会社設立の登記申請は、郵送で行うことも可能です。会社の本店を管轄する法務局に対して、申請書類や添付書類などの一式を郵送します。基本的に、その後の流れは直接申請した場合とあまり変わらず送達後に登記官が審査を開始し、問題がなければその1週間後から10日後までに登記が完了するという流れです。

補正の指示がある場合も直接申請と同様に、法務局から補正箇所と再提出の期限について電話で連絡があります。ただし、郵送による補正では「補正書」という書類を作らなければなりません。この補正書は、「どの部分を補正したか」をまとめた書類で、再提出する申請書類一式と合わせて提出することが必要です。

郵送による登記申請の注意点は2つあります。1つ目は、送達記録を残しておくことです。重要書類なので、万が一に備えて書類の所在の確認が取れるように、書留などの送達記録の残る方法を選択しておいたほうがいいでしょう。郵便自体は、普通郵便などでも構いません。2つ目は、配達日を指定することです。郵送による登記申請の場合は、法務局へ申請書類が送達した日が申請日となるので「その日が会社設立日」ということになります。

オンラインで申請する

最後の方法は「オンラインによる申請」です。法務局が用意している登記・供託オンライン申請システムである「登記ねっと・供託ねっと」というシステムを使います。ただ、一見便利なように見えるオンライン申請ですが、「専用のソフトをダウンロードする」「カードリーダなどの機器が必要」など、準備を整えるまでが少し大変です。

申請人は、電子証明書を取得する必要があるので「登記ねっと・供託ねっと」に記載されている「申請者操作手引書」などを参照にして役場などで手続きを済ませておきましょう。

オンライン申請での補正手続きは、ダウンロードした申請用総合ソフトあてにオンライン上で通知があります。こちらは電話での連絡ではないことに注意しましょう。補正自体は、ソフト上で済ませることができるので、手続き自体は便利です。

法人登記完了後に行うこと

法人登記完了後に行うこと

会社設立登記が無事完了し、登記が完了したことを確認できたら「登記事項証明書(登記簿謄本)」と「印鑑証明書」を取得します。この2つの書類は、ビジネスを開始するにあたり頻繁に使用することになる書類です。

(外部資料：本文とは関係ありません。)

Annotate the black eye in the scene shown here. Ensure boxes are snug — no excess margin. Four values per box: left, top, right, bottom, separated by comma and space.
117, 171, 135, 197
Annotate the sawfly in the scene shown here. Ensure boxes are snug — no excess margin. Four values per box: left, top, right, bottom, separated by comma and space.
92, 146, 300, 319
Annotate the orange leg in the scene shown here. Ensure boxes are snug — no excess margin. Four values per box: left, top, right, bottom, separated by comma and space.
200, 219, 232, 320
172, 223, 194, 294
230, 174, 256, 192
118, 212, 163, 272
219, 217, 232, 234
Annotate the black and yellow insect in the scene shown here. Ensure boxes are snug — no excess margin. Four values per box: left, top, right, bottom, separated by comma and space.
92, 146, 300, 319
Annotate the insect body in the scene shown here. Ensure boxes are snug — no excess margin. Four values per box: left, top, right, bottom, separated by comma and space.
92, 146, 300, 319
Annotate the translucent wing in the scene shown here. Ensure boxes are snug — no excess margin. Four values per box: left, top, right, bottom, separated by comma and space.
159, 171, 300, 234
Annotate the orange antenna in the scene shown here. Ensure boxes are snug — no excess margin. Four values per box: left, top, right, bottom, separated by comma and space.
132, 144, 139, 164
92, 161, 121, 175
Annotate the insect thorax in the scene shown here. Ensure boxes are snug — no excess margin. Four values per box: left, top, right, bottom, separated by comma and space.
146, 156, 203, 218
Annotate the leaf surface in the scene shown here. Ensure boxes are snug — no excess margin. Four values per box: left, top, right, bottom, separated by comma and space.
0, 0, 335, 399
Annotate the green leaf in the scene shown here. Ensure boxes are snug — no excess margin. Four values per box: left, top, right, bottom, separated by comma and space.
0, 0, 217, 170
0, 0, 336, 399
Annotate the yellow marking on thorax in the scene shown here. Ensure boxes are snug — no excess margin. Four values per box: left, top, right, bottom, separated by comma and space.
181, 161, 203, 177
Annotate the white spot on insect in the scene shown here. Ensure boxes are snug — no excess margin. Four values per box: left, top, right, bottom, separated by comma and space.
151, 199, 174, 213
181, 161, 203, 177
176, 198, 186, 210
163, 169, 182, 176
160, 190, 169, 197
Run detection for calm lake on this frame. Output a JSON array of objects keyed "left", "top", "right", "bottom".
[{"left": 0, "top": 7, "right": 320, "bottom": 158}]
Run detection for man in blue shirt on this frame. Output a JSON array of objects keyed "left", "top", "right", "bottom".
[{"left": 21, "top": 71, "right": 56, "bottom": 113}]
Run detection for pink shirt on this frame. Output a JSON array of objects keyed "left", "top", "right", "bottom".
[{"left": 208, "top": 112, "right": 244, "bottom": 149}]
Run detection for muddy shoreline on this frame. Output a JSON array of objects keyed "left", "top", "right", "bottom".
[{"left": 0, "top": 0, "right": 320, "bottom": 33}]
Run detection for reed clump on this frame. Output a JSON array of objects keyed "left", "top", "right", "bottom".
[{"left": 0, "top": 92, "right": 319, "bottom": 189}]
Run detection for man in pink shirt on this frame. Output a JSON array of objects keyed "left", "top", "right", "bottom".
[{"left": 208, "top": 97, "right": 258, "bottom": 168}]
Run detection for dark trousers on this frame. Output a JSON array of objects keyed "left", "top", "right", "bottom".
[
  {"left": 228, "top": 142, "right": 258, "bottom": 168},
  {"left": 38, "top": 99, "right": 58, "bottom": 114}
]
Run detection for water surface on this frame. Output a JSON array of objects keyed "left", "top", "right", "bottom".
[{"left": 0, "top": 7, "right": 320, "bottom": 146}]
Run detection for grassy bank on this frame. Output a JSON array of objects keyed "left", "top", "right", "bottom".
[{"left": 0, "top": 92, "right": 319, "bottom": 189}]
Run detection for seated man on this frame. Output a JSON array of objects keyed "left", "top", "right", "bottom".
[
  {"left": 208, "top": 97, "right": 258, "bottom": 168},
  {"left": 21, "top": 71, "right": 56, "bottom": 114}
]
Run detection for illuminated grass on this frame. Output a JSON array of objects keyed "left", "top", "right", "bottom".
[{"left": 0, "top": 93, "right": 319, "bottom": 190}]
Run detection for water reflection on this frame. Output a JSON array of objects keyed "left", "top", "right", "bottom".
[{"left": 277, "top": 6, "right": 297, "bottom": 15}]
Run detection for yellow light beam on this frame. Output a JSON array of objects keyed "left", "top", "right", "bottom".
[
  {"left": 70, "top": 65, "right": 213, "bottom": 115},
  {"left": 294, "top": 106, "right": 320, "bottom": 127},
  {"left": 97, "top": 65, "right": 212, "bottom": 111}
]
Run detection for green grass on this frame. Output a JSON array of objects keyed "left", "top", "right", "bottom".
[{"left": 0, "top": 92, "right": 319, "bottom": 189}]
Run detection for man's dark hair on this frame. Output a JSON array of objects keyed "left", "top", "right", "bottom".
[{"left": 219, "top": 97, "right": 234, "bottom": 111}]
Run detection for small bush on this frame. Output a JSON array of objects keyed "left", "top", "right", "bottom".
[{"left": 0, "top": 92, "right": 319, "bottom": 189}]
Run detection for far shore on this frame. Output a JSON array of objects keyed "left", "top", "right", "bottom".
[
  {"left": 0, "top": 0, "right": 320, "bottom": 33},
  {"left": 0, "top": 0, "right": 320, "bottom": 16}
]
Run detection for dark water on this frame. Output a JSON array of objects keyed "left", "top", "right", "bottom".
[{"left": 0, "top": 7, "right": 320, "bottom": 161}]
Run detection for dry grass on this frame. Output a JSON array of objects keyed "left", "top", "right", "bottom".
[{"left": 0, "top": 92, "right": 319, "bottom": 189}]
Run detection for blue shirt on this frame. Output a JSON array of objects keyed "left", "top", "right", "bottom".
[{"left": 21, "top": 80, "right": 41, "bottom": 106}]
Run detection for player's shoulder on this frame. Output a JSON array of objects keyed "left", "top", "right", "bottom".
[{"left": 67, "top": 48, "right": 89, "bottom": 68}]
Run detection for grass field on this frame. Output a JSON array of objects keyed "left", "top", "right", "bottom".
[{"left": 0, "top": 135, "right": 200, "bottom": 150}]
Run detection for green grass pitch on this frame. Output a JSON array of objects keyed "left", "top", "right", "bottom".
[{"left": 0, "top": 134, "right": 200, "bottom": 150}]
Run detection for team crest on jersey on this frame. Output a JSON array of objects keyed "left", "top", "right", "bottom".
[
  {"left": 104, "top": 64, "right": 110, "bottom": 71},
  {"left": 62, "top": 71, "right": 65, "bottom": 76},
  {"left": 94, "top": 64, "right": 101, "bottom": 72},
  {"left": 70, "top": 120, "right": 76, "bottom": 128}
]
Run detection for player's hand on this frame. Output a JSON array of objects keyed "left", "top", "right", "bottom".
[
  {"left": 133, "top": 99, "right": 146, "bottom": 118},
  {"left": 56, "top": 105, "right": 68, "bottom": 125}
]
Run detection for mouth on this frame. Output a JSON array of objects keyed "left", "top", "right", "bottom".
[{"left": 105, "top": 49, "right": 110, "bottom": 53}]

例えば、「銀行に法人口座を開設する」「税務署へ税金に関する各種の届け出をする」などの際には、必ず登記事項証明書(登記簿謄本)が必要になってきます。登記事項証明書を取得する方法は、「登記申請時と同様に直接法務局に出向く」「郵送」「オンライン」といった方法から選択可能です。手数料は、書面請求の場合600円、オンライン請求で郵送での交付の場合500円(窓口で受け取る場合は480円)です。

非常に使用頻度の高い書類なので、何通かあらかじめ請求してストックしておいたほうがいいでしょう。融資や担保の設定契約などでは、法人の印鑑証明書を求められることがあります。

印鑑証明書とは、登記申請時と同時に法務局へ届け出をした会社実印の印鑑証明書のことで、特に不動産などが絡む大きな契約を会社が行うときに使用します。そのため、登記事項証明書と同様、印鑑証明書の複数準備しておきましょう。

また、社会保険の加入手続きなども重要な業務です。ほぼすべての法人は、社会保険に加入することを法律で義務付けられています。ここで気をつけたいのは、従業員を雇っていなければ加入義務のない労働保険と違って、社会保険は会社が従業員を雇っておらず社長しかいない場合でも加入しなければならないことです。

きちんと社会保険に加入していないと、後で不利益を被る局面が多いので、社会保険事務所への届け出も忘れないようにしましょう。ここでも登記事項証明書などの書類を求められることが多い傾向です。

法人登記のやり方を理解しスムーズに会社を設立しよう!

法人登記(会社設立登記)は、会社を法的に成立させるための手続きなので、ただの登録手続きではありません。法人を設立することは、「法人登記をする」ということです。したがって、法人を設立するためには必ず法人登記を申請する必要があります。

こちらで説明した内容は、法人登記の基本中の基本ですが、大まかな流れについては網羅しているので、参考にしてスムーズに手続きを進めていきましょう。